As soon as you’re in a challenging situation, be sure to stick to the facts you know to be true before your mind runs away with you. Ask yourself ‘what are the facts here?’ and ask your colleagues for support, rather than trying to deal with everything by yourself.
Remember that the way you interpret the situation will impact your actions and emotions, so it’s important to take your time learning all the facts, rather than jumping to conclusions.
6 tips for building resilience in the workplace
#1. Set SMART goals
Setting yourself realistic and achievable SMART goals will help you to stay motivated and push through any obstacles that stand in your way.
Keep them SMART to give yourself a good chance at succeeding at them:
#2. Practice self-care and self-compassion
Looking after yourself physically and emotionally is hugely important when it comes to building resilience.
When you know you’re in danger of becoming overwhelmed or your stress levels are too high, use relaxation techniques that work for you like meditation or going for a walk.
Be sure to get a good amount of sleep and talk to yourself in a positive way. Don’t let your inner critic get the better of you.
#3. Develop a growth mindset
A positive growth mindset will set you in good stead for becoming a more resilient person.
When you have a growth mindset rather than a fixed mindset, you see failures as opportunities to learn and grow.

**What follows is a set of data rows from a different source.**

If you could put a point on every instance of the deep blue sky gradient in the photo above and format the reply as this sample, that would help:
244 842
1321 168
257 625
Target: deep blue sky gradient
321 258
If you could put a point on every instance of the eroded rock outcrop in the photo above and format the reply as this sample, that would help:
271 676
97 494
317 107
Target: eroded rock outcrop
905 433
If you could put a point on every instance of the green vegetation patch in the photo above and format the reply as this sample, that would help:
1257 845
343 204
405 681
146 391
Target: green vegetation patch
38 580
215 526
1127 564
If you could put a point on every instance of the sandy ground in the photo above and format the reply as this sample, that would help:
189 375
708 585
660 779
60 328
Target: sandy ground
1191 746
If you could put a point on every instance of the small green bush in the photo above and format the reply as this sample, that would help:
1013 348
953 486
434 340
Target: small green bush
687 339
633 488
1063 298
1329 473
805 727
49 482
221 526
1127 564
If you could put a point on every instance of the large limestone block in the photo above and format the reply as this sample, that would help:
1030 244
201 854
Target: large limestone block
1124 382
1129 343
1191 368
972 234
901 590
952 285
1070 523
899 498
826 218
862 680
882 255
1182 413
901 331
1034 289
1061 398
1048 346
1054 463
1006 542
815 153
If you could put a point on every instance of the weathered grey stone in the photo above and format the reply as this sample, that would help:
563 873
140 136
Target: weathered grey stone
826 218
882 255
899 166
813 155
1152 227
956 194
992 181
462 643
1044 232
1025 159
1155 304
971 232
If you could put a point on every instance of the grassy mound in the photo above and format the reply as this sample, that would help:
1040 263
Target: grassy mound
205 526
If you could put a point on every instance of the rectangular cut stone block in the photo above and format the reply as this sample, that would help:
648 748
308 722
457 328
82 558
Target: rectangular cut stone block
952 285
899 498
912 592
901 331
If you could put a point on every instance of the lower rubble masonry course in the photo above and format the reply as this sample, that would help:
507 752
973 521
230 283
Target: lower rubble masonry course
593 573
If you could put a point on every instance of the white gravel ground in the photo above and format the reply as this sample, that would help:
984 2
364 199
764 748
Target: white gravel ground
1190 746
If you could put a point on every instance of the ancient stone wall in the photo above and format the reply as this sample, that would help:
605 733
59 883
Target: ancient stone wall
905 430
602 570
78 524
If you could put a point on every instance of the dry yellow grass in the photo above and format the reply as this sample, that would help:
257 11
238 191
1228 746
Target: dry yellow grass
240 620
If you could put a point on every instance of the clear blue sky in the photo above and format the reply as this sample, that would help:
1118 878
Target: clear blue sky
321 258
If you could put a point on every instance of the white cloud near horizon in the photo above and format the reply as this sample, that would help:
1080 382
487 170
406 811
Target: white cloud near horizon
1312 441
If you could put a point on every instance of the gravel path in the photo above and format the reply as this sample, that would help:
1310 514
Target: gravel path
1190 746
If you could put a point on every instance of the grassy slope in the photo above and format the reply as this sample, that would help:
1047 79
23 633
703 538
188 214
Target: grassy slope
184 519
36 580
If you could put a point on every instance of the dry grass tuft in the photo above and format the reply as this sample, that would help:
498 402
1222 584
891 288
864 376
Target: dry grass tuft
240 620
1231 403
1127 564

A good way to think about this is to say to yourself, ‘there are no failures, there is only feedback.’
Start to see any challenges as a way for you to improve and learn, rather than a setback.
#4. Build a strong support network
Having a good selection of people around you who can pick you up when you’re feeling down is vital.
It’s always good to have a mixture of perspectives to call on so find a good collection of colleagues, friends and family that you can talk to.
#5. Be more assertive
Once you start to become more assertive, you’ll be able to set boundaries for yourself that your colleagues won’t overstep.
For example, if you have a tight deadline for a project and a colleague from a different department tries to give you more work to complete, you’ll be able to assertively state that you won’t be able to take on any more tasks until the initial project is complete.
In turn, this will help to build your resilience against overwhelm.
#6. Reflect on your achievements
Stopping to reflect on your achievements will help you see how far you’ve already come and how much you’re capable of.
Set aside some time at the end of each week to list the small and big achievements you’ve had that week. Whether it’s an important pitch going well or having a really productive 1:1 with a team member, when you stop and reflect, you’ll realise that you’ve overcome setbacks in the past and you’ve made it through.
Resilience is a skill that can certainly be built over time, with the right mindset and support network around you.
Taking the time to strengthen your resilience to setbacks will help you to move forward in your career, rather than being held back by overwhelm or obstacles.